Porque a decisão de emprestar dinheiro a uma Grécia insolvente transformou de repente os maus empréstimos privados dos bancos em obrigações entre Governos. Ou seja, o que começou por ser uma crise bancária que deveria ter unido a Europa nos esforços para limitar os bancos, acabou por se transformar numa crise da dívida que dividiu a Europa entre países credores e países devedores. E em que as instituições europeias funcionaram como instrumentos para os credores imporem a sua vontade aos devedores. Podemos vê-lo claramente em Portugal: a troika (de credores da zona euro e FMI) que desempenhou um papel quase colonial, imperial, e sem qualquer controlo democrático, não agiu no interesse europeu mas, de facto, no interesse dos credores de Portugal. E pior que tudo, impondo as políticas erradas. Já é mau demais ter-se um patrão imperial porque não tem base democrática, mas é pior ainda quando este patrão lhe impõe o caminho errado. Isso tornou-se claro quando em vez de enfrentarem os problemas do sector bancário, a Europa entrou numa corrida à austeridade colectiva que provocou recessões desnecessariamente longas e tão severas que agravaram a situação das finanças públicas. Foi claramente o que aconteceu em Portugal. As pessoas elogiam muito o sucesso do programa português, mas basta olhar para as previsões iniciais para a dívida pública e ver a situação da dívida agora para se perceber que não é, de modo algum, um programa bem sucedido. Portugal está mais endividado que antes por causa do programa, e a dívida privada não caiu. Portugal está mesmo em pior estado do que estava no início do programa.

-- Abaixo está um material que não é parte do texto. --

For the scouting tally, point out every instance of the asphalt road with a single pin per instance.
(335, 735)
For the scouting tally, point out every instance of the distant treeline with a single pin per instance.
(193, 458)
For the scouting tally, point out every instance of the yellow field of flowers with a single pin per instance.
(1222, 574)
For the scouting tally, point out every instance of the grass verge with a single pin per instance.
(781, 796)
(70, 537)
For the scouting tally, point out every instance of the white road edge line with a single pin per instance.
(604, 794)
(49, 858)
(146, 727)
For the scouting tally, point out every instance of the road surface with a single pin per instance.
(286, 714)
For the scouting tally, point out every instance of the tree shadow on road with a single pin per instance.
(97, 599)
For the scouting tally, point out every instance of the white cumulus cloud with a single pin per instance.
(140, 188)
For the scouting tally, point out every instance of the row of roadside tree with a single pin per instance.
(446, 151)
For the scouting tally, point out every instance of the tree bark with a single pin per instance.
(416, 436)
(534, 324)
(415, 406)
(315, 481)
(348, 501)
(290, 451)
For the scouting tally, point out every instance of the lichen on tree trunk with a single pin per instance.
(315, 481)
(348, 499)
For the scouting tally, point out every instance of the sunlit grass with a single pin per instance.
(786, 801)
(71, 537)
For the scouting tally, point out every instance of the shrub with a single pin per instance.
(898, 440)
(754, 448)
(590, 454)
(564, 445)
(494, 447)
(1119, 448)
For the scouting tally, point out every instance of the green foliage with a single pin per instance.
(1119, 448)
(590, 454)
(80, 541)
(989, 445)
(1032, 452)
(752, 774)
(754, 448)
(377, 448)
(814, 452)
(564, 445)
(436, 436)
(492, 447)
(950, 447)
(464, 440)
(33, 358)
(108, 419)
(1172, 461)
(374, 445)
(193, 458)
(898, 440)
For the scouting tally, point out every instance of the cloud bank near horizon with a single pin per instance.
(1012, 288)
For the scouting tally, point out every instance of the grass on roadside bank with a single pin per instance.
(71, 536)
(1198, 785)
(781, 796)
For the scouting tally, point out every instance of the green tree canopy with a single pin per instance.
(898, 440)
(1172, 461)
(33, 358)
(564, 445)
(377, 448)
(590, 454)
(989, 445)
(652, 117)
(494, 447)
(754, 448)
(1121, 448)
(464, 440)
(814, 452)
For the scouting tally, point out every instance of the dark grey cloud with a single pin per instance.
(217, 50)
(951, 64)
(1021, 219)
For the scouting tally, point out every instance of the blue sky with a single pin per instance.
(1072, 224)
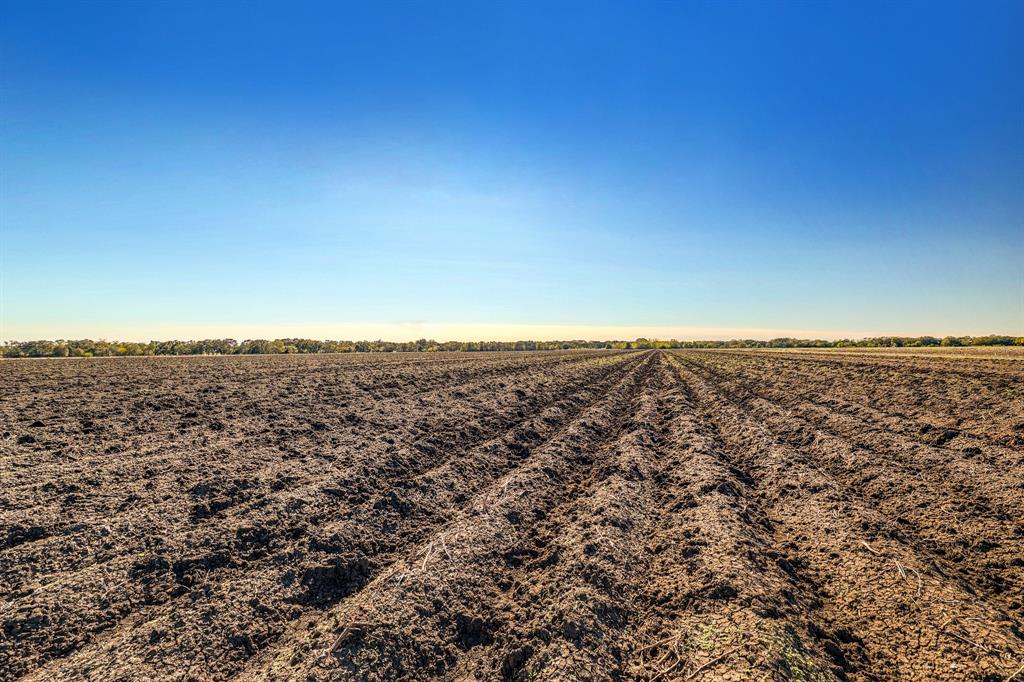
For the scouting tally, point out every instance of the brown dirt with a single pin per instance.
(683, 515)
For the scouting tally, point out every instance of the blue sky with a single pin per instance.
(510, 169)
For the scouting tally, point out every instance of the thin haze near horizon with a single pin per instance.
(510, 170)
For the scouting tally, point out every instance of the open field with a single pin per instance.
(586, 515)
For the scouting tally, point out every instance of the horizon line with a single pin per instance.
(444, 333)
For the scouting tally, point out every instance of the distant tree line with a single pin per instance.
(90, 348)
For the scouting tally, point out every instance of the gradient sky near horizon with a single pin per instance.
(196, 169)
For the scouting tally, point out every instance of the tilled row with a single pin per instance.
(964, 510)
(899, 612)
(229, 586)
(642, 516)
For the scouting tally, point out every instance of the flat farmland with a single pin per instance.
(581, 515)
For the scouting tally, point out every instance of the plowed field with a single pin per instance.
(655, 515)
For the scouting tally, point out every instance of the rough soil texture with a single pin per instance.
(587, 515)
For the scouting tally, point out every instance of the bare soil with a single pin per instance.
(586, 515)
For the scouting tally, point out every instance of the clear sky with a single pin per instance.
(463, 170)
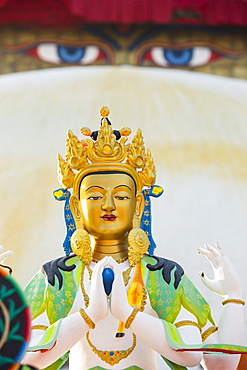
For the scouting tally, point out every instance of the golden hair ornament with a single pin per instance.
(105, 149)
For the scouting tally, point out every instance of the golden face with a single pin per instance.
(107, 205)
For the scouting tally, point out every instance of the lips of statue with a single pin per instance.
(108, 205)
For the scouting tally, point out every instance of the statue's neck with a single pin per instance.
(117, 249)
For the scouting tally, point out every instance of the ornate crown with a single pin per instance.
(106, 149)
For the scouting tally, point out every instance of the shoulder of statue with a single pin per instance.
(56, 267)
(155, 263)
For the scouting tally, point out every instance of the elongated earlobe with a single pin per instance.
(138, 210)
(76, 210)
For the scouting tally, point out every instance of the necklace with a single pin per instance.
(112, 357)
(121, 260)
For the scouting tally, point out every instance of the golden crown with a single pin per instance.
(105, 150)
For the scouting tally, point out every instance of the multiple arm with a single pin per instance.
(231, 324)
(149, 328)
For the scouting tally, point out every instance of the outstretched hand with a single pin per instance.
(226, 281)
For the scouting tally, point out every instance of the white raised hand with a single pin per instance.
(98, 307)
(226, 281)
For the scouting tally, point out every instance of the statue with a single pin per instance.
(111, 303)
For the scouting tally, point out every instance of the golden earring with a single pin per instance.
(138, 245)
(81, 245)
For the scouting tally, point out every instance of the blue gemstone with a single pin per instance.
(108, 277)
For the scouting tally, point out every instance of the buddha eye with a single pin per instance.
(95, 198)
(121, 198)
(175, 57)
(62, 54)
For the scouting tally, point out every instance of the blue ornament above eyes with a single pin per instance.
(108, 277)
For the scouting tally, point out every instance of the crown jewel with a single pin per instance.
(106, 146)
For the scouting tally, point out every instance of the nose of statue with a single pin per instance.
(108, 205)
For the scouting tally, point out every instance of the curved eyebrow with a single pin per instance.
(94, 186)
(120, 186)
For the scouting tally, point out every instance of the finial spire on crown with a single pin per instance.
(105, 148)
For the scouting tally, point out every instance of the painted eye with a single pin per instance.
(121, 198)
(62, 54)
(189, 57)
(95, 198)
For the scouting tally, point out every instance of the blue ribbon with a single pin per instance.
(146, 221)
(62, 194)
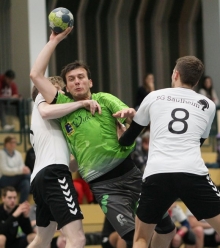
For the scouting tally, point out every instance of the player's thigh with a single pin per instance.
(157, 195)
(45, 234)
(118, 199)
(73, 230)
(61, 196)
(210, 241)
(200, 195)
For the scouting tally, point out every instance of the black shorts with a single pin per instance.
(210, 241)
(159, 191)
(20, 242)
(55, 196)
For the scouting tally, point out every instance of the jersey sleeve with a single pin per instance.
(209, 125)
(14, 89)
(142, 117)
(39, 99)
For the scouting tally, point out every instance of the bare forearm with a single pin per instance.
(55, 111)
(38, 70)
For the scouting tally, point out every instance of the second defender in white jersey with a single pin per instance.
(180, 122)
(179, 118)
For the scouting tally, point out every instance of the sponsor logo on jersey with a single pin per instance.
(179, 100)
(69, 128)
(204, 103)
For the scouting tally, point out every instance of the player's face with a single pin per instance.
(78, 84)
(57, 86)
(11, 145)
(10, 200)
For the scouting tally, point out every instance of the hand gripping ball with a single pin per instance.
(60, 19)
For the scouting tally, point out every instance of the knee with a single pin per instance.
(176, 241)
(76, 241)
(30, 237)
(199, 232)
(128, 237)
(2, 240)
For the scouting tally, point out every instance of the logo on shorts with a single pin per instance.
(121, 219)
(204, 103)
(69, 128)
(213, 186)
(67, 194)
(104, 203)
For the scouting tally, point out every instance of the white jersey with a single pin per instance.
(47, 140)
(207, 231)
(179, 118)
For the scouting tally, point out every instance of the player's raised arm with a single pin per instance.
(38, 70)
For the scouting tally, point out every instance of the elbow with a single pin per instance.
(45, 114)
(33, 75)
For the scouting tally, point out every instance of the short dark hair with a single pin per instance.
(6, 189)
(75, 65)
(10, 74)
(190, 69)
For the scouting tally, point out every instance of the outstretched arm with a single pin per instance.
(130, 135)
(53, 111)
(127, 113)
(38, 70)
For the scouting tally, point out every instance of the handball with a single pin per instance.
(60, 19)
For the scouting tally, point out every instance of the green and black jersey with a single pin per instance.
(92, 139)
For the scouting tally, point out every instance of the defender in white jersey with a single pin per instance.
(51, 180)
(180, 122)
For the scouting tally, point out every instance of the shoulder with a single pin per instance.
(62, 98)
(101, 95)
(104, 96)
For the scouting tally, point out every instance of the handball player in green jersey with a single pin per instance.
(102, 162)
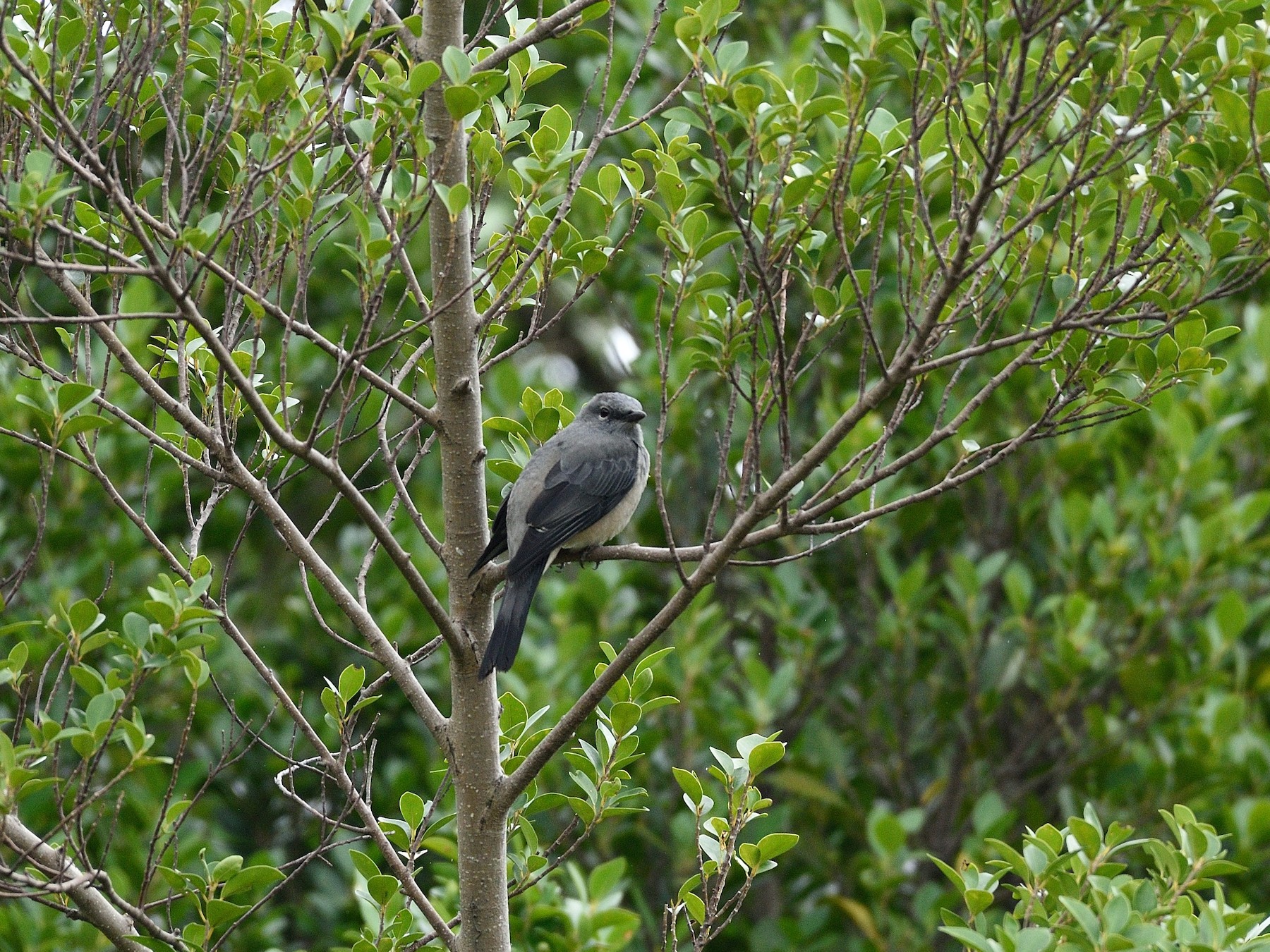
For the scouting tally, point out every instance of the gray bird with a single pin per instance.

Quando diz que os Governos e instituições estavam dominados pelos bancos quer dizer o quê?
Quero dizer que os Governos puseram os interesses dos bancos à frente dos interesses dos cidadãos. Por várias razões. Em alguns casos, porque os Governos identificam os bancos como campeões nacionais bons para os países. Em outros casos tem a ver com ligações financeiras. Muitos políticos seniores ou trabalharam para bancos antes, ou esperam trabalhar para bancos depois. Há uma relação quase corrupta entre bancos e políticos. No meu livro defendo que quando uma pessoa tem a tutela de uma instituição, não pode ser autorizada a trabalhar para ela depois.

Também diz no seu livro que quando foi conselheiro de Durão Barroso, o avisou claramente logo no início sobre o que deveria ser feito, ou seja, limpar os balanços dos bancos e reestruturar a dívida grega. O que é que aconteceu? Ele não percebeu o que estava em causa, ou percebeu mas não quis enfrentar a Alemanha e a França?
Sublinho que isto não tem nada de pessoal. O presidente Barroso teve a abertura de espírito suficiente para perceber que os altos funcionários da Comissão estavam a propôr receitas erradas. Não conseguiram prever a crise e revelaram-se incapazes de a resolver. Ele viu-me na televisão, leu o meu livro anterior (*) e pediu-me para trabalhar para ele como conselheiro para lhe dar uma perspectiva alternativa. O que foi corajoso, e a mim deu-me uma oportunidade de tentar fazer a diferença. Infelizmente, apesar de termos tido muitas e boas conversas em privado, os meus conselhos não foram seguidos.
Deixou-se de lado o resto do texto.